Accordingly, although it has taken steps in the right direction, Human Rights Watch calls on the Ugandan government to make further progress in stopping human rights violations by its forces. It should end impunity for violations by its soldiers by investigating and prosecuting or disciplining abuses where appropriate, and safeguard against future violations by revising its disarmament policies to comply with its human rights obligations under national and international law.

Publicity garnered by the disarmament campaign has concentrated national and international attention on the challenges of survival and security in Karamoja; some of these challenges are imposed from within and some from without. The Ugandan government’s efforts to respond to allegations of human rights violations in the past year have included increased engagement with the people of Karamoja, who have long been alienated from the rest of the country. To ensure the sustainability of efforts to bring security to the region, the Ugandan government, with the support of the international community and with the communities of Karamoja leading the way, should seize this opportunity to develop durable solutions that reduce conflict and reliance on guns for protection of lives and livelihoods in Karamoja. 

Key Recommendations

To the Government of Uganda

  • Publicly acknowledge and condemn human rights violations committed by government forces in the course of forced disarmament operations in Karamoja.

  • End impunity for human rights violations committed by soldiers of the Uganda Peoples’ Defence Forces (UPDF) and its auxiliary forces during cordon and search operations. Promptly, impartially, and transparently investigate and discipline or prosecute as appropriate all allegations of human rights violations, including unlawful killings, arbitrary arrests and detention, torture and other cruel, inhuman, or degrading treatment, and destruction of property. 

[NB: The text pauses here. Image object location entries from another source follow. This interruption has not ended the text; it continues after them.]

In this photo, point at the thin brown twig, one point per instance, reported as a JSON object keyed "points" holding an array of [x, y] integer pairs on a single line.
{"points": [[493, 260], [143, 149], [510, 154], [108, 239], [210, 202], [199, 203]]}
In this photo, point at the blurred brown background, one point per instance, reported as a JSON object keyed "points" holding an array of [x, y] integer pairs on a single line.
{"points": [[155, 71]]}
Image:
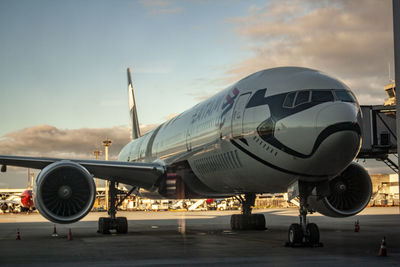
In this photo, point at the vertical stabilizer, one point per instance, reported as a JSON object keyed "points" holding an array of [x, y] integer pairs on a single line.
{"points": [[134, 123]]}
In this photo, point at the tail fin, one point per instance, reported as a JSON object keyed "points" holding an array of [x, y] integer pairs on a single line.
{"points": [[134, 123]]}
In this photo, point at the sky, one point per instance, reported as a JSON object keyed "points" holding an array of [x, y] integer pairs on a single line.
{"points": [[63, 84]]}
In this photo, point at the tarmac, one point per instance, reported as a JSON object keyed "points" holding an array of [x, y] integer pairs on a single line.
{"points": [[200, 239]]}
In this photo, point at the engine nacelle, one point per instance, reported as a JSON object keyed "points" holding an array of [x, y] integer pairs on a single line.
{"points": [[64, 192], [350, 193]]}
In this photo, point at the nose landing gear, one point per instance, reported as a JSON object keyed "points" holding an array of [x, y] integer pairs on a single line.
{"points": [[246, 220], [303, 233]]}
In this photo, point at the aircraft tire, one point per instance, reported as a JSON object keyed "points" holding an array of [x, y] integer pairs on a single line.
{"points": [[104, 225], [312, 237], [122, 225], [295, 234], [259, 221]]}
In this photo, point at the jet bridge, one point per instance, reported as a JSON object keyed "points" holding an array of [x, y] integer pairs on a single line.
{"points": [[379, 134]]}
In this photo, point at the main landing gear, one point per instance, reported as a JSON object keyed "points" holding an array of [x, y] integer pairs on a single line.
{"points": [[246, 220], [303, 233], [120, 224]]}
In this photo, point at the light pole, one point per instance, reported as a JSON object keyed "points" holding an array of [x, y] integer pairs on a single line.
{"points": [[396, 39], [106, 144], [97, 153]]}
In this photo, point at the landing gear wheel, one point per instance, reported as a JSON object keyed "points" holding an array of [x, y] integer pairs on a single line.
{"points": [[121, 225], [295, 235], [312, 237], [104, 225]]}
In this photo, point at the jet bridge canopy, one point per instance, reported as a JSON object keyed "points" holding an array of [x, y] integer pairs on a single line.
{"points": [[379, 132]]}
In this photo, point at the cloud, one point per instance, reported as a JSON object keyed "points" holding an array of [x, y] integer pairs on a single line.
{"points": [[170, 116], [49, 141], [161, 7], [346, 39]]}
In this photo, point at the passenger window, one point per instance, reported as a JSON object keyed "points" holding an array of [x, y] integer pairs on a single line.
{"points": [[344, 95], [322, 96], [302, 97], [288, 103]]}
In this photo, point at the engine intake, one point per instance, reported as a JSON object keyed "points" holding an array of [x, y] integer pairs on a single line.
{"points": [[350, 193], [64, 192]]}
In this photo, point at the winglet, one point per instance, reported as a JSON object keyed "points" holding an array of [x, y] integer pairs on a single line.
{"points": [[134, 122]]}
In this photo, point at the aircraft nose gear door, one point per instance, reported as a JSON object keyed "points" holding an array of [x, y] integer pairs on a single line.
{"points": [[237, 115]]}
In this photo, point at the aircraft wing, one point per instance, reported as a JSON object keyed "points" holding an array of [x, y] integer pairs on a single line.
{"points": [[133, 173]]}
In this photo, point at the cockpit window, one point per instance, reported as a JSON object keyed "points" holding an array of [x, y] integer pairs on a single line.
{"points": [[302, 97], [288, 103], [257, 99], [321, 96], [344, 96]]}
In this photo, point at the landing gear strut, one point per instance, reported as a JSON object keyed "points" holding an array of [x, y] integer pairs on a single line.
{"points": [[246, 220], [120, 224], [303, 233]]}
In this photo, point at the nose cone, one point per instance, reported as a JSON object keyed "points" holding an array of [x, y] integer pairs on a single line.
{"points": [[339, 138]]}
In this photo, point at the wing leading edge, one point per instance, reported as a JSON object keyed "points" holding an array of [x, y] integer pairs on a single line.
{"points": [[143, 175]]}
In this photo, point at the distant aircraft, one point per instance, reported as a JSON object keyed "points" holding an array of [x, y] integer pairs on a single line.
{"points": [[286, 129], [23, 202]]}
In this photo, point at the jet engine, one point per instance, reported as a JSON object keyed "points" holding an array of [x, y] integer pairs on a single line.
{"points": [[349, 193], [64, 192]]}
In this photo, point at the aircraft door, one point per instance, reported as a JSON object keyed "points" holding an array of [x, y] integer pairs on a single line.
{"points": [[237, 115]]}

  • Expedite reforms in cordon and search operations procedures to ensure their compliance with international human rights law. Review in particular their compliance with protections against arbitrary search, arrest, and detention, and, to the extent such protections are not extended under Ugandan law to UPDF-conducted law enforcement operations, amend Ugandan law accordingly.

  • Compensate victims of unlawful killings, torture and ill-treatment, arbitrary detention, and looting by government forces adequately and speedily.

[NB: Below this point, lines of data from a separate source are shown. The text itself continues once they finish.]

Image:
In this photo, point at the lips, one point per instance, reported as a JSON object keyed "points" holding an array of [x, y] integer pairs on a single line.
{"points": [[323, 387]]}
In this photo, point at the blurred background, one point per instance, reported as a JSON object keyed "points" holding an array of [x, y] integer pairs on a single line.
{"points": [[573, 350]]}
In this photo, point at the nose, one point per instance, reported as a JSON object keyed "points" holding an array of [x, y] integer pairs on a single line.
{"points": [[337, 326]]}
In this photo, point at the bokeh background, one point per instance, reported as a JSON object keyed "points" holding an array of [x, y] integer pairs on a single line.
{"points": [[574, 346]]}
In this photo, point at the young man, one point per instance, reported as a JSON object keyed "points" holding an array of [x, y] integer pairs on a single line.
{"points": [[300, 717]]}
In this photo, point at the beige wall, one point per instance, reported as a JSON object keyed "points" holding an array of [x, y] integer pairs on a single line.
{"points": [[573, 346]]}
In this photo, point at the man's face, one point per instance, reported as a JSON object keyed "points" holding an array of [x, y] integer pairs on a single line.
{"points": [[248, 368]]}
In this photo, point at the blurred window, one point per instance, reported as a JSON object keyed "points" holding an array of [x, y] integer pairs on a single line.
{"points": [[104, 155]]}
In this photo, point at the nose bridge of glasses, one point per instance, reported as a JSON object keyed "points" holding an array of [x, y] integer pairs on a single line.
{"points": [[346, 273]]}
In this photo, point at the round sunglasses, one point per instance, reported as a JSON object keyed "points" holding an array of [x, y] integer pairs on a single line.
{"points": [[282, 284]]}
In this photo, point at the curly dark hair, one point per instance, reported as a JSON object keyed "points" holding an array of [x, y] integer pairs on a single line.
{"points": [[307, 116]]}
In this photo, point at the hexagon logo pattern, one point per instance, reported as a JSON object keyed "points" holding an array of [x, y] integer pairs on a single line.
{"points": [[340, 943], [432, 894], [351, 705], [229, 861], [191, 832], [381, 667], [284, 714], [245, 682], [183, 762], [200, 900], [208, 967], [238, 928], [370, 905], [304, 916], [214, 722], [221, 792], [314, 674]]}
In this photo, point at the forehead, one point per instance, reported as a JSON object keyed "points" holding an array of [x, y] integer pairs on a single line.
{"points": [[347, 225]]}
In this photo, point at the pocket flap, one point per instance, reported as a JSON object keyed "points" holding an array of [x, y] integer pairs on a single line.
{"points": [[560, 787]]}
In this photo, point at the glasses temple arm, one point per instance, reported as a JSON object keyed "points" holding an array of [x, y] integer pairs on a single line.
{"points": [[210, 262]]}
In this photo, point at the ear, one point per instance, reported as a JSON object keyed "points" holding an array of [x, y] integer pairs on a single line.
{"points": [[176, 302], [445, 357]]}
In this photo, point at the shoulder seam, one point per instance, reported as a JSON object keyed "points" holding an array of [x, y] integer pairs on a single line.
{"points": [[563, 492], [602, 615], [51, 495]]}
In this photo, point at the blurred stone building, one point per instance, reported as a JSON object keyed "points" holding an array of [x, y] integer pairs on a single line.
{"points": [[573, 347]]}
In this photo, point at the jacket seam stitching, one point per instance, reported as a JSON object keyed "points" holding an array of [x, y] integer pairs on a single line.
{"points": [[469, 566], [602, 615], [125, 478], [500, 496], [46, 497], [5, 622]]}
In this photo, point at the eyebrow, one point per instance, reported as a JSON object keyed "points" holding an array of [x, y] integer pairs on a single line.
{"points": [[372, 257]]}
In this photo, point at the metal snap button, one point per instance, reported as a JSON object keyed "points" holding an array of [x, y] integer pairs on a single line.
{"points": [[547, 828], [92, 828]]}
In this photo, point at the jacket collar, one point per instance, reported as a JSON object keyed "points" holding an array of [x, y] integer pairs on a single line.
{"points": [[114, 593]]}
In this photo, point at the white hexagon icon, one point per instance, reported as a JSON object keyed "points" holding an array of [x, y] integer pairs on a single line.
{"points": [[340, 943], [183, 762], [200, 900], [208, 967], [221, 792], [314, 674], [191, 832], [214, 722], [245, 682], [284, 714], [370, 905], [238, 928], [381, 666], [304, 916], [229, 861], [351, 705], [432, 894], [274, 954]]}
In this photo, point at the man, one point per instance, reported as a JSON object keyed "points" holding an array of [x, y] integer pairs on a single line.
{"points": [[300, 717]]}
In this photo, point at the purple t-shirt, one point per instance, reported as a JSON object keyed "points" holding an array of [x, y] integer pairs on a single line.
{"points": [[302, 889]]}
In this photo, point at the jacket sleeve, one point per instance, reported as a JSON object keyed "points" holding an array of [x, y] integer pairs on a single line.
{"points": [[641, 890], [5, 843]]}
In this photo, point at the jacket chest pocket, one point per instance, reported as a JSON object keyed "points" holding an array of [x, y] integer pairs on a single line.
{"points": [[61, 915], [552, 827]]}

  • Convene a commission of independent experts on pastoralist livelihoods, arms control, and human rights to examine the relationship between livelihoods, conflict resolution, and arms proliferation in Karamoja. The commission, drawing on the existing Karamoja Integrated Disarmament and Development Programme (KIDDP) draft, and guided by a prioritization of human rights, should recommend revisions to KIDDP and coordination with other existing government policies, including the National Action Plan on Arms Management and Disarmament. The commission should seek the input of relevant government ministries, the Uganda Human Rights Commission, the National Focal Point on Small Arms and Light Weapons (NFP), and local elected officials, traditional leaders, and civil society representatives from Karamoja.

  • To Donor Countries and International Development Partners

  • Call on the Ugandan government to expedite reforms to cordon and search operations procedures to ensure the legality of these operations, and to investigate and prosecute human rights violations by its forces. 

  • Condition support for the Karamoja Integrated Disarmament and Development Programme (KIDDP) or any policy with a disarmament component on the compatibility of any such disarmament operations with the Ugandan government’s human rights obligations under national and international law. 

  • To the United Nations Country Team

  • Continue, through the leadership of the UN Office of the High Commissioner for Human Rights, to closely monitor the Ugandan government’s compliance with national and international human rights standards in its policies addressed to the Karamoja region, including disarmament.  

  • Increase, where possible, the activities of appropriate UN agencies in Karamoja to bolster human rights, humanitarian assistance, and civilian protection.

  • Detailed recommendations are given in Chapter VII.